Super-Rare Nikkor 10mm f/5.6 Fisheye Up For Auction — For $49,000

With fewer than 1,000 of this unusual lens ever produced, its manages to produce images radically different from even other fisheye lenses

nikkor 10mm f5.6

nikkor 10mm f5.6

You might be wondering why this 10mm f/5.6 Nikkor fisheye on eBay is commanding such a high price. Aside from its age, why in the world would an old fisheye go for $49,000, when a new one only fetches $775? But it turns out that the 10mm f/5.6 is anything but an ordinary lens.
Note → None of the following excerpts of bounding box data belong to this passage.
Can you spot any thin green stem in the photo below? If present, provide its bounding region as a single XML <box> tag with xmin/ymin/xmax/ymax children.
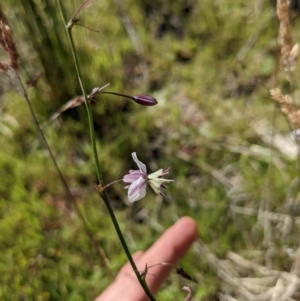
<box><xmin>12</xmin><ymin>73</ymin><xmax>113</xmax><ymax>278</ymax></box>
<box><xmin>58</xmin><ymin>0</ymin><xmax>155</xmax><ymax>301</ymax></box>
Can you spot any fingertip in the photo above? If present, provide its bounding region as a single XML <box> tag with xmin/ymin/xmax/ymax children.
<box><xmin>175</xmin><ymin>216</ymin><xmax>198</xmax><ymax>241</ymax></box>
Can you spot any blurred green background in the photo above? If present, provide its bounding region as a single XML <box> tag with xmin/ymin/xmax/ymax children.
<box><xmin>0</xmin><ymin>0</ymin><xmax>300</xmax><ymax>301</ymax></box>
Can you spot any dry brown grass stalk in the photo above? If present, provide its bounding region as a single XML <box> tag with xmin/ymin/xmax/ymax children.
<box><xmin>270</xmin><ymin>88</ymin><xmax>300</xmax><ymax>127</ymax></box>
<box><xmin>277</xmin><ymin>0</ymin><xmax>298</xmax><ymax>71</ymax></box>
<box><xmin>0</xmin><ymin>6</ymin><xmax>19</xmax><ymax>72</ymax></box>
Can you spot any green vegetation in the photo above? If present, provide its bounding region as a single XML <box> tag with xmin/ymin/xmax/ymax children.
<box><xmin>0</xmin><ymin>0</ymin><xmax>300</xmax><ymax>301</ymax></box>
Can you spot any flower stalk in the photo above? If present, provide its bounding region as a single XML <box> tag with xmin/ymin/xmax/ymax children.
<box><xmin>58</xmin><ymin>0</ymin><xmax>155</xmax><ymax>301</ymax></box>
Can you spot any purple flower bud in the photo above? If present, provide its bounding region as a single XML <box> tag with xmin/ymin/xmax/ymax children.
<box><xmin>99</xmin><ymin>91</ymin><xmax>157</xmax><ymax>107</ymax></box>
<box><xmin>133</xmin><ymin>94</ymin><xmax>157</xmax><ymax>107</ymax></box>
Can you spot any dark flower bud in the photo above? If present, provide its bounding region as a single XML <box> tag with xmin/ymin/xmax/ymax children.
<box><xmin>99</xmin><ymin>91</ymin><xmax>157</xmax><ymax>107</ymax></box>
<box><xmin>132</xmin><ymin>94</ymin><xmax>157</xmax><ymax>106</ymax></box>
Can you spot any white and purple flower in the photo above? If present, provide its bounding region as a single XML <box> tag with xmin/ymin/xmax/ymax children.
<box><xmin>123</xmin><ymin>153</ymin><xmax>174</xmax><ymax>203</ymax></box>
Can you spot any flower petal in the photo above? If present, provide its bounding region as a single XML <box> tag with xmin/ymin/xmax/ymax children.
<box><xmin>148</xmin><ymin>168</ymin><xmax>174</xmax><ymax>195</ymax></box>
<box><xmin>123</xmin><ymin>170</ymin><xmax>146</xmax><ymax>183</ymax></box>
<box><xmin>128</xmin><ymin>177</ymin><xmax>147</xmax><ymax>203</ymax></box>
<box><xmin>131</xmin><ymin>152</ymin><xmax>147</xmax><ymax>175</ymax></box>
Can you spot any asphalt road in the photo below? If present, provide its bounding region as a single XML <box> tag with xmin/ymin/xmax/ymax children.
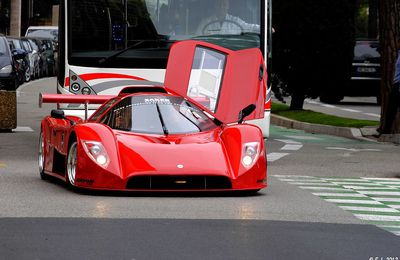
<box><xmin>0</xmin><ymin>78</ymin><xmax>400</xmax><ymax>260</ymax></box>
<box><xmin>278</xmin><ymin>97</ymin><xmax>381</xmax><ymax>121</ymax></box>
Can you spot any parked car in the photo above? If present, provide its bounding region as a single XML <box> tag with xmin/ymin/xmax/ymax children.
<box><xmin>345</xmin><ymin>39</ymin><xmax>381</xmax><ymax>103</ymax></box>
<box><xmin>6</xmin><ymin>36</ymin><xmax>31</xmax><ymax>84</ymax></box>
<box><xmin>38</xmin><ymin>38</ymin><xmax>56</xmax><ymax>76</ymax></box>
<box><xmin>0</xmin><ymin>36</ymin><xmax>23</xmax><ymax>90</ymax></box>
<box><xmin>21</xmin><ymin>38</ymin><xmax>40</xmax><ymax>79</ymax></box>
<box><xmin>25</xmin><ymin>26</ymin><xmax>58</xmax><ymax>41</ymax></box>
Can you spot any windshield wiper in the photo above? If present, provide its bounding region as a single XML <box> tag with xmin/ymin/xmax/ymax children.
<box><xmin>98</xmin><ymin>37</ymin><xmax>174</xmax><ymax>65</ymax></box>
<box><xmin>98</xmin><ymin>40</ymin><xmax>145</xmax><ymax>65</ymax></box>
<box><xmin>156</xmin><ymin>103</ymin><xmax>168</xmax><ymax>135</ymax></box>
This lens was only produced by Nikon for eight years, from 1968 to 1976, and even then was extremely uncommon — fewer than 1,000 were ever made (possibly even much fewer, one website cites just 78 were produced.) Not only that, but the 10mm was a specially designed lens that uses Orthographic Projection (OP) rather than Equidistant Projection, making it one of the first SLR lenses to do so. Perhaps even more importantly, it's allegedly the first aspherical SLR lens ever produced.

By using OP, the fisheye like effect is emphasized even more than normal. With its 180° field of view, central features were expanded and edges squished even more than usual. That said, even with its fairly slow maximum aperture, the lens is very bright, and there's almost no light dropoff at the edges of the lens, which made this lens useful for scientific purposes — such as brightness measurements. It could also be used for architectural work to analyze the amount of illumination in an area. If you're interested in how any of that works, there's an excellent technical rundown of the lens on Mir.com.

Even more bizarrely, the lens extended so far back into the body of the camera, that it required the mirror to be locked up at all times, limiting the number of cameras it could be used with. Since that meant that you couldn't see an image through the viewfinder, it required a separate external viewfinder — seen here — the DF-1. There was even no focusing mechanism on the lens, it was permanently set to infinity.